Maybe that is being too hard on the author, though. At times, I did find myself engaged, even willing to accept Kozak’s problematic writing style–if only to learn more about the characters. The story is interesting and engaging in the way that soap operas are, which considering that most of the characters are somehow involved in the soap industry, makes sense.

Kozak chose the perfect setting for the outrageous events that occur throughout the book. Where else but Hollywood could catty fashion incidents, designer hand bags, FBI agents, exploding buildings, and wacky, CATS-obsessed neighbors come together in a perfectly plausible storyline? The world she creates is full of insight and thought, probably due to her own experience living and working in it.

For the most part, believability isn’t one of Kozak’s problems. Her characters, though a little strange, are honest. Also, Kozak doesn’t waste her reader’s time (very much). For a mystery writer especially, she is quite economic and discerning in her placement of clues and other vital information. Only towards the end do the pieces begin to come together in that far-too-easy way, classic of the mystery genre.

On the other hand, information, as typical in mystery, is just laying around at everyone’s (except the cops’ of course) discretion. And while, as I mentioned, there isn’t a lot of excess getting in the way of the plot, the over-arching Greek theme could probably have been left out. Her effort to use the Greek epics to bring home the final moral of the story falls a bit flat. The protagonist’s romantic interest and their relationship is a bit underdeveloped. We are supposed to believe that there is marriage on the horizon for these two, when the depth of their relationship seems to go about as far as the time it takes them to get their clothes off. Nothing ever gets resolved at this plot point.

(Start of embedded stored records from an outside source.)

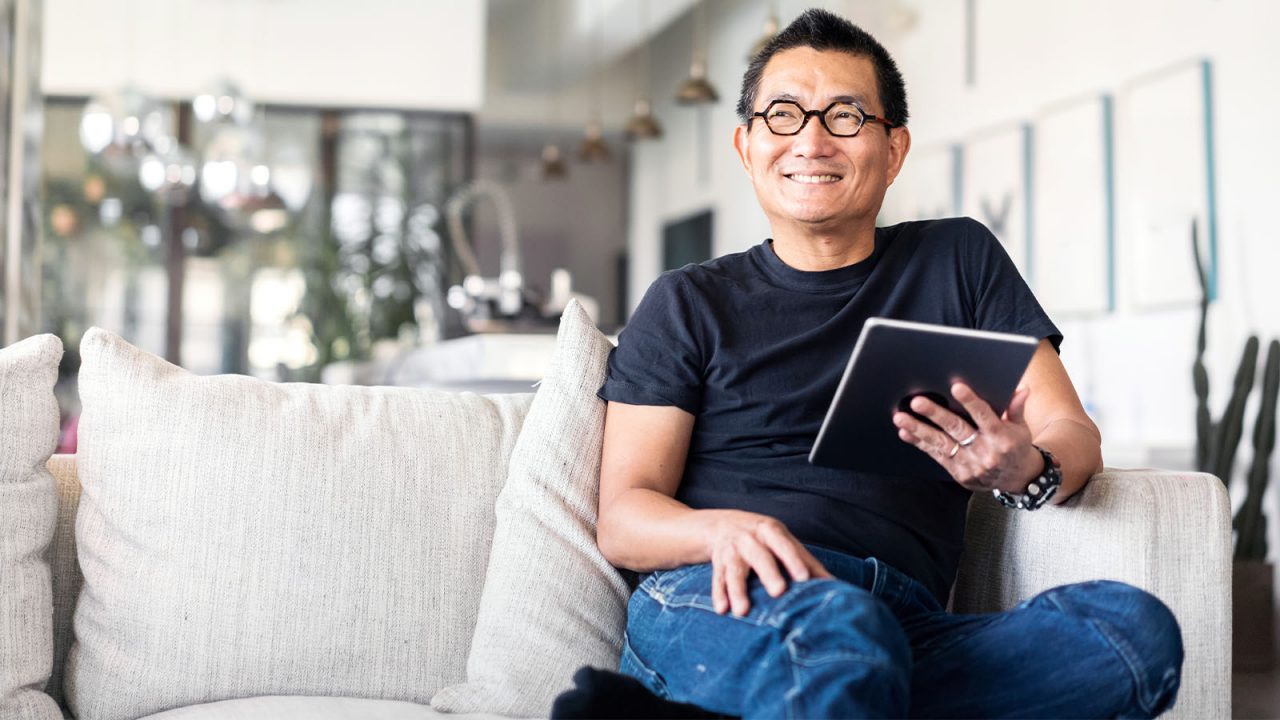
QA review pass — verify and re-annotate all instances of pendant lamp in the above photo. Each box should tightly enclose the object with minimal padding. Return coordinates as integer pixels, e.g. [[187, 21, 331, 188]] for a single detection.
[[676, 0, 719, 105]]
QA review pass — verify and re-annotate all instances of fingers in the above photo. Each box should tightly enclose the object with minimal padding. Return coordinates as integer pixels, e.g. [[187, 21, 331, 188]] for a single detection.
[[739, 528, 787, 597], [712, 519, 832, 616], [712, 559, 728, 615], [951, 383, 1000, 427], [724, 553, 751, 609], [911, 389, 972, 442], [893, 402, 973, 456]]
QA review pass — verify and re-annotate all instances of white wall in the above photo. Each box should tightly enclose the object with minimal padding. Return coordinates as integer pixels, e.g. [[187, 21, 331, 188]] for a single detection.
[[42, 0, 488, 111], [628, 0, 1280, 475]]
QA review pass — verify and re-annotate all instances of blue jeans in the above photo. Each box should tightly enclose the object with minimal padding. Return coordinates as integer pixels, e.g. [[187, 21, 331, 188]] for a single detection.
[[621, 547, 1183, 717]]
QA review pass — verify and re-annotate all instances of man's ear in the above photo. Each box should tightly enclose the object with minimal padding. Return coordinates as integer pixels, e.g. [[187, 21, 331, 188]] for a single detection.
[[884, 126, 911, 187], [733, 126, 751, 177]]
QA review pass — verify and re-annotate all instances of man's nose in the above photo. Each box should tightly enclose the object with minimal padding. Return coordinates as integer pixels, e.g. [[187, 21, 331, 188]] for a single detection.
[[791, 115, 836, 158]]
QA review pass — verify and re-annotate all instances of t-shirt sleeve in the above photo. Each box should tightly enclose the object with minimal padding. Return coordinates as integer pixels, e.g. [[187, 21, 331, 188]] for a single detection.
[[964, 219, 1062, 351], [596, 270, 705, 415]]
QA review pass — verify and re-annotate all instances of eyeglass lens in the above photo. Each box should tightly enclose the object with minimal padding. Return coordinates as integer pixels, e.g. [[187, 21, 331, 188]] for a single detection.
[[764, 102, 864, 136]]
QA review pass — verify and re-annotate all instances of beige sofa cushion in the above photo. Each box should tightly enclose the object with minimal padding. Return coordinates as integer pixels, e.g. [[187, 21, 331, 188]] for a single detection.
[[133, 696, 502, 720], [0, 334, 63, 720], [67, 328, 531, 720], [431, 302, 628, 717]]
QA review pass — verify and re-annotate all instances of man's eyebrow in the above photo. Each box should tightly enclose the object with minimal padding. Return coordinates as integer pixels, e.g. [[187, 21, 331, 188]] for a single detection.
[[768, 92, 867, 108]]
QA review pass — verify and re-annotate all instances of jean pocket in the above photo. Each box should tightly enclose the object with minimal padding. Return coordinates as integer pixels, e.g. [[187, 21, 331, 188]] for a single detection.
[[645, 562, 712, 606]]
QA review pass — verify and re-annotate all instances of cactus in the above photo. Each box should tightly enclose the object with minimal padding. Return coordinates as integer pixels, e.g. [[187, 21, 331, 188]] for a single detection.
[[1210, 336, 1258, 487], [1192, 219, 1208, 474], [1231, 340, 1280, 562]]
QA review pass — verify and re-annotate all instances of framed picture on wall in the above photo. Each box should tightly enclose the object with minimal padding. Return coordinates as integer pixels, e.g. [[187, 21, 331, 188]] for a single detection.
[[878, 145, 963, 225], [960, 123, 1032, 282], [1116, 60, 1217, 309], [1030, 95, 1115, 315]]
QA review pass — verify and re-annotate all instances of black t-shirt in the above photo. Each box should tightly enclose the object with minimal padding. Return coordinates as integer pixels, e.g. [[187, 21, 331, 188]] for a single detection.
[[599, 218, 1062, 602]]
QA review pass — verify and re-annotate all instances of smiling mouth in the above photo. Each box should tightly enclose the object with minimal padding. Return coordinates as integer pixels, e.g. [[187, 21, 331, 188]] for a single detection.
[[786, 173, 840, 184]]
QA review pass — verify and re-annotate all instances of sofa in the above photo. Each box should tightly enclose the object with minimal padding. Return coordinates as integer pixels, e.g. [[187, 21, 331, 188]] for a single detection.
[[0, 298, 1231, 720]]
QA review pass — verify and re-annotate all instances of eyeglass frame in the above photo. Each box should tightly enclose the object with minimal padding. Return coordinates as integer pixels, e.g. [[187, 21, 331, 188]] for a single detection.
[[746, 97, 899, 137]]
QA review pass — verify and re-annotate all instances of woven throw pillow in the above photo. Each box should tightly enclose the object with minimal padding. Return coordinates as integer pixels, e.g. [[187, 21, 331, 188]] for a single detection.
[[431, 301, 628, 717], [0, 334, 63, 720], [65, 328, 532, 720]]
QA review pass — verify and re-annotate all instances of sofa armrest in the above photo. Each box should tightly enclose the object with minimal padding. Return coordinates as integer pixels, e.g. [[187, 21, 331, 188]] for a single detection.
[[952, 469, 1231, 717]]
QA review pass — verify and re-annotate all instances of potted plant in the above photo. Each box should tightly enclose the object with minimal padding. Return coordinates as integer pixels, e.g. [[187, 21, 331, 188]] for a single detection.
[[1192, 224, 1280, 671]]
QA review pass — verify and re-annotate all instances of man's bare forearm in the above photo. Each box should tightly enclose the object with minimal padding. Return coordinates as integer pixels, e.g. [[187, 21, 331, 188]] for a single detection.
[[596, 488, 724, 573], [1034, 418, 1102, 505]]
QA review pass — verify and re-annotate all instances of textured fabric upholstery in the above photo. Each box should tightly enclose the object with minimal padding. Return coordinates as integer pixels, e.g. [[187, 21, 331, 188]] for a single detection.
[[143, 696, 503, 720], [65, 328, 532, 720], [954, 470, 1231, 719], [45, 455, 84, 708], [431, 301, 628, 716], [0, 334, 63, 720]]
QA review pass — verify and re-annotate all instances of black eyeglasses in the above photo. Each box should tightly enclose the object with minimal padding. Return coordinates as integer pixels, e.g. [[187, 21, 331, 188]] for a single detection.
[[746, 100, 897, 137]]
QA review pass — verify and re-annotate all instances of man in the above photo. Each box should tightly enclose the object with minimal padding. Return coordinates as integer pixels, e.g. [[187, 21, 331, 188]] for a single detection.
[[598, 10, 1183, 717]]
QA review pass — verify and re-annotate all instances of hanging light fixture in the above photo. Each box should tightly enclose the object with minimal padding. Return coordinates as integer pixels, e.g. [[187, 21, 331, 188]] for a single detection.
[[626, 0, 662, 140], [676, 0, 719, 105], [543, 142, 568, 181], [541, 1, 568, 181], [746, 3, 778, 63], [627, 97, 662, 140], [577, 0, 613, 163]]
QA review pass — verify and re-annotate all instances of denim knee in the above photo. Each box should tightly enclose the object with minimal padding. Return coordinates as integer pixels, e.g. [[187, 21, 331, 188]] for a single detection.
[[744, 580, 911, 717], [767, 580, 911, 675], [1052, 580, 1183, 716]]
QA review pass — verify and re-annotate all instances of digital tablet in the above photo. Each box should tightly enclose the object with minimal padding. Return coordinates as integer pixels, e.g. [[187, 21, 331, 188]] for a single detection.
[[809, 318, 1039, 480]]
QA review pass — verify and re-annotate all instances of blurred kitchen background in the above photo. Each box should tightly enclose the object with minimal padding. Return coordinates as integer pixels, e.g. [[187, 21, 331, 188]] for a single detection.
[[0, 0, 1280, 716]]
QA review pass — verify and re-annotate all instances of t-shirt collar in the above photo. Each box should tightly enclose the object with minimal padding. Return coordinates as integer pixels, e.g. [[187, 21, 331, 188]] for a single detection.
[[751, 234, 884, 292]]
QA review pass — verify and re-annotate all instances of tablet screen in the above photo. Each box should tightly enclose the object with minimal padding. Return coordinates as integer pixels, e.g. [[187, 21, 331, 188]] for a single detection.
[[809, 318, 1039, 480]]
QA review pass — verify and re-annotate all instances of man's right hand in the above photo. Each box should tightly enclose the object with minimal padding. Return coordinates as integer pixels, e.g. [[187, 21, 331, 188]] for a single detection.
[[701, 510, 832, 616]]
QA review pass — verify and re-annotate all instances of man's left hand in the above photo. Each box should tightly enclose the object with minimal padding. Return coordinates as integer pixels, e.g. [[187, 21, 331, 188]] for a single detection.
[[893, 383, 1044, 493]]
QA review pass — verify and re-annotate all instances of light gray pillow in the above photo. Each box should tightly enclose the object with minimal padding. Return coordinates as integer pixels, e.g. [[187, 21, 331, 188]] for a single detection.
[[65, 328, 531, 720], [0, 334, 63, 720], [431, 301, 628, 717]]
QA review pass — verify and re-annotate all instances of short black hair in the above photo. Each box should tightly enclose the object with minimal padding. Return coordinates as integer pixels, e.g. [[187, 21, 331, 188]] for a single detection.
[[737, 8, 906, 131]]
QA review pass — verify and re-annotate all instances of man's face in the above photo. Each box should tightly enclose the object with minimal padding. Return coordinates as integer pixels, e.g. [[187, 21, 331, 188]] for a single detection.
[[733, 47, 910, 232]]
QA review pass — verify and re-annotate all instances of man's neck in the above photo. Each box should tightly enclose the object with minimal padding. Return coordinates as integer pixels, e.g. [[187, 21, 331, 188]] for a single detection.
[[773, 225, 876, 272]]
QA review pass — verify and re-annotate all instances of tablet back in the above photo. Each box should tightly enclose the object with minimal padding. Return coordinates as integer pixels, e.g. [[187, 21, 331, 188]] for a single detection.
[[809, 318, 1039, 480]]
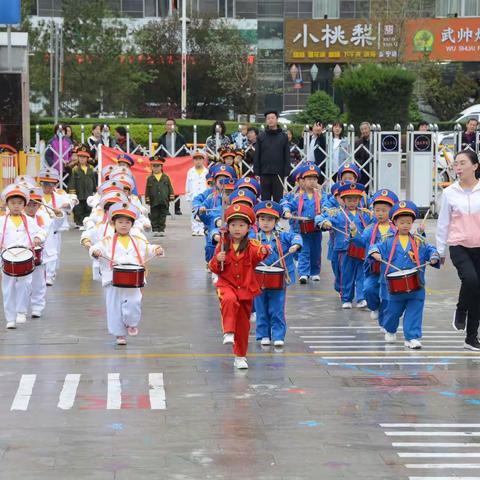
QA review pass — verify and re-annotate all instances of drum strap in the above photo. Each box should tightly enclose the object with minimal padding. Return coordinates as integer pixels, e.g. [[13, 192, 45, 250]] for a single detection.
[[110, 233, 143, 268], [385, 232, 420, 277]]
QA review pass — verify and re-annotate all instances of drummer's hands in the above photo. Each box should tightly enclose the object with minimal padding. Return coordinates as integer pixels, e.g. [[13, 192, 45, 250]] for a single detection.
[[288, 245, 300, 253]]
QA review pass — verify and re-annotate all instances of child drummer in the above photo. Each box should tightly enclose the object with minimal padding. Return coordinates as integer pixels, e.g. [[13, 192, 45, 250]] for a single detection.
[[353, 189, 398, 333], [24, 187, 65, 318], [315, 183, 372, 309], [254, 201, 303, 347], [283, 165, 322, 284], [369, 201, 440, 349], [0, 184, 46, 329], [90, 203, 163, 345], [209, 204, 270, 369]]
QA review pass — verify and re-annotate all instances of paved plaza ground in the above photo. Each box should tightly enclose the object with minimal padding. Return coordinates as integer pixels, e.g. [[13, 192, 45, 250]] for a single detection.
[[0, 216, 480, 480]]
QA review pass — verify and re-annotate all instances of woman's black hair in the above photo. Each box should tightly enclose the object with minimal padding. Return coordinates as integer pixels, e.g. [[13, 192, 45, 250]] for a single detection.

Finally, and this is something that seems unavoidable in pop-genre fiction, the story has its strong dose of the cliche. When super-macho, expertly procedural FBI man Simon says to our protagonist Wollie, “You don’t know what you’re doing. You may have the guts but you’ve got no training, experience, or even intelligence at the moment,” it’s enough to drop the book for fear the bad dialogue might be contagious. And though I won’t deny the guilty interest I have for the dramatic characters, I’m not sure that there is enough to recommend picking it back up. In other words, if you’re bored out of your mind at the airport, Greyhound station, train station or other transportation hub, and you see it lying around–pick it up. But otherwise, don’t bother. Dead Ex is mostly fluff and a lot of awkward sentences. Yeah, there are some interesting tidbits to be found within its pages, especially for fans of the genre. But in general, there are other authors out there that do it better.